Although he had spoken very low, Mme. Favoral overheard him. Todefend her husband, she found a remnant of energy, and, straighteningherself on her seat,"Ah! do not doubt it," she stammered out. "Of his own inspiration,Vincent could never have committed an evil act. He has beencircumvented, led away, duped!""Very well; but by whom?""By Costeclar," affirmed Mlle. Gilberte.
"By the Messrs. Jottras, the bankers," said Mme. Favoral, "and alsoby M. Saint Pavin, the editor of 'the Financial Pilot.'""By all of them, evidently," interrupted Maxence, "even by hismanager, M. de Thaller."When a man is at the bottom of a precipice, what is the use offinding out how he has got there, - whether by stumbling over astone, or slipping on a tuft of grass! And yet it is always ourforemost thought. It was with an eager obstinacy that Mme. Favoraland her children ascended the course of their existence, seeking inthe past the incidents and the merest words which might throw somelight upon their disaster; for it was quite manifest that it wasnot in one day and at the same time that twelve millions had beensubtracted from the Mutual Credit. This enormous deficit must havebeen, as usual, made gradually, with infinite caution at first,whilst there was a desire, and some hope, to make it good again,then with mad recklessness towards the end when the catastrophe hadbecome inevitable.
"Alas!" murmured Mme.
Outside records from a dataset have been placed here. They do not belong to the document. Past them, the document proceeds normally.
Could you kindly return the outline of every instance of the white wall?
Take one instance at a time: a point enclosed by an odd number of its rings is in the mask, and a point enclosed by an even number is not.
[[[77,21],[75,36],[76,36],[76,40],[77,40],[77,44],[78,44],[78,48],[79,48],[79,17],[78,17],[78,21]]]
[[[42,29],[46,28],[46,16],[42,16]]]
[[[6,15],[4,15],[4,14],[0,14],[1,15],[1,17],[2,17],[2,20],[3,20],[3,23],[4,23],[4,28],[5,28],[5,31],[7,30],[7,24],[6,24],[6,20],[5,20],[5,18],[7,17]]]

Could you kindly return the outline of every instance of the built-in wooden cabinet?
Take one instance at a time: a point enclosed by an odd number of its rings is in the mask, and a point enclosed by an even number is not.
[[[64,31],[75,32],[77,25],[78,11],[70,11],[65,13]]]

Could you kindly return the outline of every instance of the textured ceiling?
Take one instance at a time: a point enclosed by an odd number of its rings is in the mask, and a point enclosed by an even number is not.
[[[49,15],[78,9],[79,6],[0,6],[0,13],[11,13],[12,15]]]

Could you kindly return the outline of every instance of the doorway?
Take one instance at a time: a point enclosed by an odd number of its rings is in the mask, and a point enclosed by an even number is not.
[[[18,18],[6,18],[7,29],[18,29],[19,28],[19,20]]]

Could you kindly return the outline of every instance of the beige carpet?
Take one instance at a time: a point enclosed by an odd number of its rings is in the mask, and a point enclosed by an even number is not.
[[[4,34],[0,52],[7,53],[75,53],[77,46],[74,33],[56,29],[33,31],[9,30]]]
Favoral, "why did not Vincent listen to mypresentiments on that ever fatal day when he brought M. de Thaller,M. Jottras, and M. Saint Pavin to dine here? They promised him afortune."Maxence and Mlle. Gilberte were too young at the time of that dinnerto have preserved any remembrance of it; but they remembered manyother circumstances, which, at the time they had taken place, hadnot struck them. They understood now the temper of their father,his perpetual irritation, and the spasms of his humor. When hisfriends were heaping insults upon him, he had exclaimed,"Be it so! let them arrest me; and to-night, for the first time inmany years, I shall sleep in peace."There were years, then, that he lived, as it were upon burning coals,trembling at the fear of discovery, and wondering, as he went tosleep each night, whether he would not be awakened by the rude handof the police tapping him on the shoulder. No one better than Mme.
Favoral could affirm it.
"Your father, my children," she said, "had long since lost his sleep.
There was hardly ever a night that he did not get up and walk theroom for hours."They understood, now, his efforts to compel Mlle. Gilberte to marryM. Costeclar.
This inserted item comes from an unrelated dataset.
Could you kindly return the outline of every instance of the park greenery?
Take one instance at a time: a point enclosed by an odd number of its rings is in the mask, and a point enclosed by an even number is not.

"He thought that Costeclar would help him out of the scrape,"suggested Maxence to his sister.
The poor girl shuddered at the thought, and she could not helpfeeling thankful to her father for not having told her his situation;for would she have had the sublime courage to refuse the sacrifice,if her father had told her?.
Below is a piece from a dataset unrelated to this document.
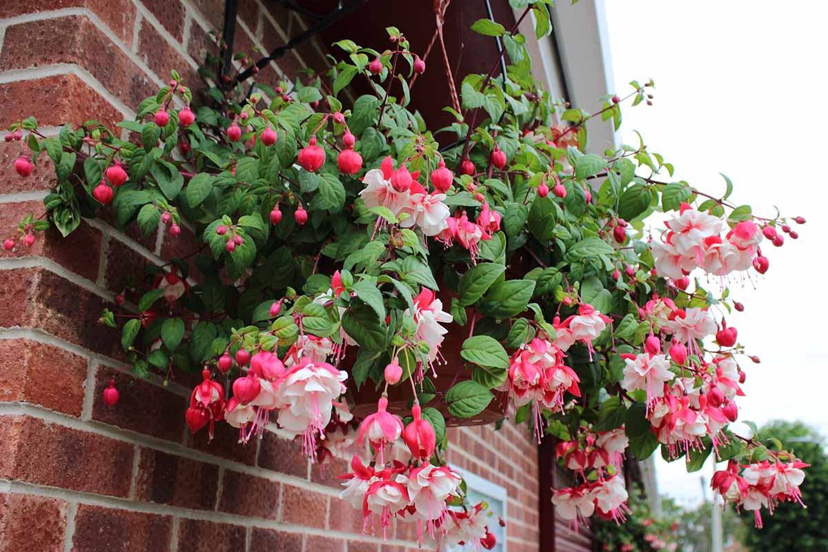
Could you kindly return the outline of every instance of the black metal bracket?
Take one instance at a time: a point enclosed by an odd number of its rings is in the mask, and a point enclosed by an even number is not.
[[[282,6],[302,16],[305,16],[308,19],[310,19],[315,24],[313,25],[313,26],[308,27],[307,30],[303,31],[296,36],[291,38],[291,40],[289,40],[287,43],[285,44],[284,46],[281,46],[274,49],[270,53],[269,55],[263,57],[261,60],[258,60],[254,64],[253,66],[258,69],[262,69],[265,67],[271,61],[278,60],[293,48],[296,48],[301,44],[307,42],[315,36],[318,35],[319,33],[327,29],[329,26],[336,22],[339,18],[357,10],[363,4],[364,4],[366,1],[367,0],[339,0],[337,2],[335,9],[329,12],[328,13],[318,14],[309,12],[308,10],[300,7],[296,3],[296,2],[294,2],[294,0],[279,0],[279,3],[281,3]],[[236,3],[235,0],[227,0],[228,4],[231,2],[233,4]],[[227,17],[227,12],[228,10],[226,9],[226,5],[225,5],[225,10],[224,10],[225,17]],[[224,22],[225,26],[227,26],[228,22],[226,19]],[[233,26],[235,26],[235,17],[233,17]],[[236,83],[243,82],[244,80],[249,79],[255,73],[256,71],[255,70],[253,70],[253,67],[248,67],[248,69],[244,70],[243,71],[238,74],[238,75],[235,79],[235,82]]]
Tips, opportunities to make money：Qq brush task to make money online"I have stolen! I am lost! Costeclar alone can save me; and hewill save me if you become his wife."M. Favoral's pleasant behavior during the siege was quite natural.
Then he had no fears; and one could understand how in the mostcritical hours of the Commune, when Paris was in flames, he couldhave exclaimed almost cheerfully,"Ah! this time it is indeed the final liquidation."Doubtless, in the bottom of his heart, he wished that Paris mightbe destroyed, and, with it, the evidences of his crime. Andperhaps he was not the only one to form that impious wish.
Tips, opportunities to make money：Shanghai online earning project"That's why, then," exclaimed Maxence, - "that's why my fathertreated me so rudely: that's why he so obstinately persisted inclosing the offices of the Mutual Credit against me."He was interrupted by a violent ringing of the door-bell. He lookedat the clock: ten o'clock was about to strike.